India Today

GUNS AND GORE

- —Suhani Singh

Amazon Prime’s third Indian original, Mirzapur, comes four months after Netflix’s Sacred Games and releases on November 16, the same day as season three of one of the rival platform’s most popular shows, Narcos. Like those two crime-centred shows, Mirzapur has plenty of gangsters, violence and colourful abuses, albeit less drugs and nudity. Going by the first two episodes, Mirzapur is more likely to remind cinephiles of Anurag Kashyap’s two-part crime drama Gangs of Wasseypur, with its emphasis on family and the youthful energy of its leading characters. They include Guddu (Ali Fazal), Bablu (Vikrant Massey) and Munna (Divyendu Sharma), but the anchorman is Akhandanan­d Tripathi aka Kaaleen Bhaiyya (Pankaj Tripathi), the most powerful man in Mirzapur.

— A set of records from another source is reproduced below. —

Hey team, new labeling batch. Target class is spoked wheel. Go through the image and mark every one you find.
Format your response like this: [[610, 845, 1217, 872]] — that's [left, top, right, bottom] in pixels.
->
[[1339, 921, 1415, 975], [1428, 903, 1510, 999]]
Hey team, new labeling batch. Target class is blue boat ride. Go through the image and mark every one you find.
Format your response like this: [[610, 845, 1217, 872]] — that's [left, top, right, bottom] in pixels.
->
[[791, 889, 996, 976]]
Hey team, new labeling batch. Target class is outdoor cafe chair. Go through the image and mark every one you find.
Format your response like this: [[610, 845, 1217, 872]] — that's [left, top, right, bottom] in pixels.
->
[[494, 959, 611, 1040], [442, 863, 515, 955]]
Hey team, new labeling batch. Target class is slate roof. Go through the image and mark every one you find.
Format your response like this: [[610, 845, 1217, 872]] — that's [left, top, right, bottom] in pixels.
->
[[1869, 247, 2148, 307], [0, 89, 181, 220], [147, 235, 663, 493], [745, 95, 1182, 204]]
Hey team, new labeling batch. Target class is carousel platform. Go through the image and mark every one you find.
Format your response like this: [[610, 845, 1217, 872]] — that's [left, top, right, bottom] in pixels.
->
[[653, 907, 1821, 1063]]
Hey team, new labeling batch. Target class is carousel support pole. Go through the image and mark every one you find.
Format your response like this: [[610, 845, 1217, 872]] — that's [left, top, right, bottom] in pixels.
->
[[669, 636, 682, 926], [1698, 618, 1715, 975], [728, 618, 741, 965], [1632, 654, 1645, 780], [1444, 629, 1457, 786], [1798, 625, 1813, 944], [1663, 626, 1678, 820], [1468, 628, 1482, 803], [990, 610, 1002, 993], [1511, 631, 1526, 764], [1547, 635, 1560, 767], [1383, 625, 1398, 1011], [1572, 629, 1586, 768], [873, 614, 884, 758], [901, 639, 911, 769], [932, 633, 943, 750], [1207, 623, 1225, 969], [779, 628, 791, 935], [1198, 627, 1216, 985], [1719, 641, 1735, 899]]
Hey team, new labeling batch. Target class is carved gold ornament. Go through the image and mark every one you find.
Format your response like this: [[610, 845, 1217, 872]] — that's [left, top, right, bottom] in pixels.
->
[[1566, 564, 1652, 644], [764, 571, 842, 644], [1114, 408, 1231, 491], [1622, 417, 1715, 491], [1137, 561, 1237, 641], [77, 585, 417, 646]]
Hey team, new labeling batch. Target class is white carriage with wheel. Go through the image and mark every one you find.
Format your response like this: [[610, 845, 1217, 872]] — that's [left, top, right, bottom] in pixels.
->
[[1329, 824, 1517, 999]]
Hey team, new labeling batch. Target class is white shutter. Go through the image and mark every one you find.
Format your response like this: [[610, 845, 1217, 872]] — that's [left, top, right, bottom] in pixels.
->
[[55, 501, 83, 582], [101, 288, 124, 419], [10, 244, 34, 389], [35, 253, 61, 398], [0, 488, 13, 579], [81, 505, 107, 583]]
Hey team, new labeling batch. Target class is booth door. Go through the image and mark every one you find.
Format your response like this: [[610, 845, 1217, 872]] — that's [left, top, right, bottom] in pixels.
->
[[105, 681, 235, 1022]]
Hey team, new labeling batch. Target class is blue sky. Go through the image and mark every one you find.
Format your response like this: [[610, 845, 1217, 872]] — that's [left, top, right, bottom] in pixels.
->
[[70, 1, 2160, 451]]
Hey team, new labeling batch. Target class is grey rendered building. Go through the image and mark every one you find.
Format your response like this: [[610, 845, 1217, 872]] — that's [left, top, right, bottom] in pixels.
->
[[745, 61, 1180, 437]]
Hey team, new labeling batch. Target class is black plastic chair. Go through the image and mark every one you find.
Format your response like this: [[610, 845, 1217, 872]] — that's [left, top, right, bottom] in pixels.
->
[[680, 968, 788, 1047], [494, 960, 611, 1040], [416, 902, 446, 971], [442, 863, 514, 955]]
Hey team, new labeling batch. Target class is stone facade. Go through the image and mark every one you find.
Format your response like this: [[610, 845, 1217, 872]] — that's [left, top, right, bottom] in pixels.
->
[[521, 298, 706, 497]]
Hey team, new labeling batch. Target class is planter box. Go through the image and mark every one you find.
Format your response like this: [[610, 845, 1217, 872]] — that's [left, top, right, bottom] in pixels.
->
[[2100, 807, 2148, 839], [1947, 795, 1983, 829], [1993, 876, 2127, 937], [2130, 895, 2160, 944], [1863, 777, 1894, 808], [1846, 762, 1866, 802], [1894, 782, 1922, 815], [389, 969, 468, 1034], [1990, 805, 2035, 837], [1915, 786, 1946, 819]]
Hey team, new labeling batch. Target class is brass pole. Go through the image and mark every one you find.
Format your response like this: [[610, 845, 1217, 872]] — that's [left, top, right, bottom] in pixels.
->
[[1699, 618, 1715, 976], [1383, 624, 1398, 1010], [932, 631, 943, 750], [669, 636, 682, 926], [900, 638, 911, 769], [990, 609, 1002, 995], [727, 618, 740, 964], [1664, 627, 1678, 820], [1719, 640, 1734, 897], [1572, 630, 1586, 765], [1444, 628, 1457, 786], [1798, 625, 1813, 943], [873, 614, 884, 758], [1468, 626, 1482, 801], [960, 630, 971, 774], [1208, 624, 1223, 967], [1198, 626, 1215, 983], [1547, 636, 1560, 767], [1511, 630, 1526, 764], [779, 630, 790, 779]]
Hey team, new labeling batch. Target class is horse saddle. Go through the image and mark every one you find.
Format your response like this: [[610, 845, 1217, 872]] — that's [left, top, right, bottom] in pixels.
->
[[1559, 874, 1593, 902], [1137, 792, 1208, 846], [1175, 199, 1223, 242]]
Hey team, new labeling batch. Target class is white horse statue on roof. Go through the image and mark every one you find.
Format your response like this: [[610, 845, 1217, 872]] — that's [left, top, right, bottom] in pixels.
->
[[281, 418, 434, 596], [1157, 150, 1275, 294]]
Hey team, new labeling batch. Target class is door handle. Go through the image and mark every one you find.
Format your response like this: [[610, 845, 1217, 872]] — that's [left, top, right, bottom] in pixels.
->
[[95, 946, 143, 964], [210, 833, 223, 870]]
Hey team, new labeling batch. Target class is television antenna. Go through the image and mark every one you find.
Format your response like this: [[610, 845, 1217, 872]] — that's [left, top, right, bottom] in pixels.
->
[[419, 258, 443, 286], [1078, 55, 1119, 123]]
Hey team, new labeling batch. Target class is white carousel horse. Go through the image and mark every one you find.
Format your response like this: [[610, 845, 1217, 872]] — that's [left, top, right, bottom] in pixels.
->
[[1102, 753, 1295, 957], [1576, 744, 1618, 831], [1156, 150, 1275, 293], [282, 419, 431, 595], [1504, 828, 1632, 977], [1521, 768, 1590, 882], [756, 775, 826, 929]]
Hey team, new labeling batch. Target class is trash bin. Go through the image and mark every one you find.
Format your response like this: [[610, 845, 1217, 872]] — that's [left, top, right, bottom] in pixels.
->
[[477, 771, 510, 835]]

The show’s co-creator Karan Anshuman, who also serves as one of the three directors, describes the nine-episode series as a “hinterland western”, in which fractured fatherson relationsh­ips and the burden of legacy is as important as gang wars and struggle for power. It’s evident in the parallel stories of the show’s main characters: the temperamen­tal Munna, who is eager to take over the reins of Mirzapur from his father, and brothers Guddu and Bablu, who embark on a path ethically different from their father (Rajesh Tailang) because of uncontroll­able circumstan­ces. “We have taken what we have seen in the genre and tried to elevate it to the next level,” says Anshuman. The uncensored medium of web series becomes ideal in the quest. “We can portray violence without flinching. It is a little exaggerate­d, but it is relevant to the story.” Anshuman had also created Amazon’s first Indian original, Inside

Edge. He adds, “We’d love to have lot many explosions.” Director Gurmmeet Singh emphasises that the “gore and violence comes with underlying layer of humour”. “There’s immediacy with what’s happening rather than the sense of brooding that gets associated with the genre,” he says.

For Fazal, it was the writing— courtesy of Puneet Krishna, Vineet Krishnan and Anshuman—that convinced him to do his first web series. “Guddu is impulsive, full-hearted,” says Fazal, who plays a body-building enthusiast. The role sees Fazal break the romantic image he has carved in Bollywood to enact a more rough character.

Anshuman will be happy to return for season two, for which the series lays the groundwork. But it will be the viewers who will determine whether the talented cast should return for another round of swearing and shooting in small-town UP.